For the first few days after I took the pregnancy test, I didn't really believe that I was actually pregnant. I felt no different. I had to remind myself every hour or so that there was apparently life growing inside of me. I felt fine, felt the same. I even took another test last Wednesday just to see if it was still positive.
But now I'm starting to feel it (and see it). My boobs have doubled in size (this would be JP's favorite part of pregnancy - bigger boobs, same waist). I get hit with sudden waves of exhaustion in the afternoon or whenever I let myself sit down. Today I ran errands all morning with Landon and felt fine- then I sat down when he took his nap and I wasn't sure if I'd ever get up again. I hate this part of pregnancy. I'm a very productive, constantly moving person. I don't like feeling lethargic and sleepy and I'm sad it's already starting to hit me.

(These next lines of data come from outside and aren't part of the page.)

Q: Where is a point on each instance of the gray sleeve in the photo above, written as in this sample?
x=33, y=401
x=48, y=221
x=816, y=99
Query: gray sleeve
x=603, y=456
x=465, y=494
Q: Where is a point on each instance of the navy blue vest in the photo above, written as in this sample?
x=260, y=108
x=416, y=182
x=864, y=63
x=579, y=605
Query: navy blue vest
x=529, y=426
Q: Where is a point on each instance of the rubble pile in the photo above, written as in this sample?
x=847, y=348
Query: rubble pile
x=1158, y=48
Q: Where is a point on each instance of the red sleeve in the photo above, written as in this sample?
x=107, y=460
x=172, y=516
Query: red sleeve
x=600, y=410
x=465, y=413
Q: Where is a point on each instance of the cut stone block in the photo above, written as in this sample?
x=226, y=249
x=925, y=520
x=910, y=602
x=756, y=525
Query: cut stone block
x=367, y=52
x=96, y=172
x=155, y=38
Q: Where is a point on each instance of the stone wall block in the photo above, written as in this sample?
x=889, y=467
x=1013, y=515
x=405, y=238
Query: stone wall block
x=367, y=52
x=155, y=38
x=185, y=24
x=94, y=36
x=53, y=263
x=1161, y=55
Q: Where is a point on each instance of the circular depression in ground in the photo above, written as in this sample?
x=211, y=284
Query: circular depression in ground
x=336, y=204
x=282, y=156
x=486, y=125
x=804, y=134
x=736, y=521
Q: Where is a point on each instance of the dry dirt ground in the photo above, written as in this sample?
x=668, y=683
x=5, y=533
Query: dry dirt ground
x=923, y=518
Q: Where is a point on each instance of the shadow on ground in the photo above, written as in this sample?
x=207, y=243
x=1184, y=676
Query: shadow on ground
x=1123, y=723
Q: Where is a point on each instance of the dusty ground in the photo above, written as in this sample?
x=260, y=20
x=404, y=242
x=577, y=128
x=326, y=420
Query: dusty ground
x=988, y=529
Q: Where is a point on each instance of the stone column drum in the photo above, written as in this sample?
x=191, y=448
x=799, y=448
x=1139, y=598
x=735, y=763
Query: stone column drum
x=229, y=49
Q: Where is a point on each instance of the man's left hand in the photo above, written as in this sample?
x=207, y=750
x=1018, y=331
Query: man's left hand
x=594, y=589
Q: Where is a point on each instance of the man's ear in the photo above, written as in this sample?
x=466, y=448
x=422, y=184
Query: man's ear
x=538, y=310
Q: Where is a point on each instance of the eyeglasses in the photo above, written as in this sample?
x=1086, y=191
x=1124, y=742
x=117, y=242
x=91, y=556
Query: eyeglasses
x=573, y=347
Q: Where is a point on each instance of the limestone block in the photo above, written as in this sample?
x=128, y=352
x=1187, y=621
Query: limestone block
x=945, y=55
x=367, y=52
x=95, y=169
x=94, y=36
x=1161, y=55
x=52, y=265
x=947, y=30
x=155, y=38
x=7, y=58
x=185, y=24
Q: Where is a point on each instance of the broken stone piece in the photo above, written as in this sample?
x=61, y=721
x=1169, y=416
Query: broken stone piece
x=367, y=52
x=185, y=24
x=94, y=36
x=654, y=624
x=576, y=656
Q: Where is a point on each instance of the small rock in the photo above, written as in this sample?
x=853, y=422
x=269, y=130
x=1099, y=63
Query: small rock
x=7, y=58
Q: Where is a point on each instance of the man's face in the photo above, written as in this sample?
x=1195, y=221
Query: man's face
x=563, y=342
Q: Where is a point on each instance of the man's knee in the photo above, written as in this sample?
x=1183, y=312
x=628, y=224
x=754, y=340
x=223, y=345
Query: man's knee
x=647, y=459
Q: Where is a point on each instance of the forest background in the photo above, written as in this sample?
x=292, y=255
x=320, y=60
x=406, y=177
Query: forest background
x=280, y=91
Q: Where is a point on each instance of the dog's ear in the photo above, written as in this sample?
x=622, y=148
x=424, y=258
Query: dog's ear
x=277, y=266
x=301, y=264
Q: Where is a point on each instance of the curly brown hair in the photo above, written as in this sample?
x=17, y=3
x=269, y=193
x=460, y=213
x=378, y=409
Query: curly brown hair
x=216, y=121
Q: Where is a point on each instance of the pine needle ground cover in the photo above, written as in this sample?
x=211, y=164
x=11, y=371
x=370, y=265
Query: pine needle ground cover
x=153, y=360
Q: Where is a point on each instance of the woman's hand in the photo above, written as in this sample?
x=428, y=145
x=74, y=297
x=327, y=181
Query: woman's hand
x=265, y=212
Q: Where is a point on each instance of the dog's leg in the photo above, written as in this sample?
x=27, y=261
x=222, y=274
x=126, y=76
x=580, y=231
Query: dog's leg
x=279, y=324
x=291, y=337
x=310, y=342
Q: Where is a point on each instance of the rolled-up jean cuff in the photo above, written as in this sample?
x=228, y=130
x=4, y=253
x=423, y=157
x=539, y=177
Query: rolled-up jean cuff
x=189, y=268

The good thing is that my stomach feels fine and nausea has stayed away so far. I don't think I'm any more emotional than usual, though I suppose I should ask JP for a non-biased opinion. I did yell at him today when he didn't properly admire the new towels I'd bought for our bathroom. Hmmm.
I'm getting pretty excited about this pregnancy. The timing could still be better. Much better. But every time I tell someone and they jump up and down and hug me I get a huge smile on my face and want to go tell someone else. I need my doctor appointment to get here so that I can start telling the whole world.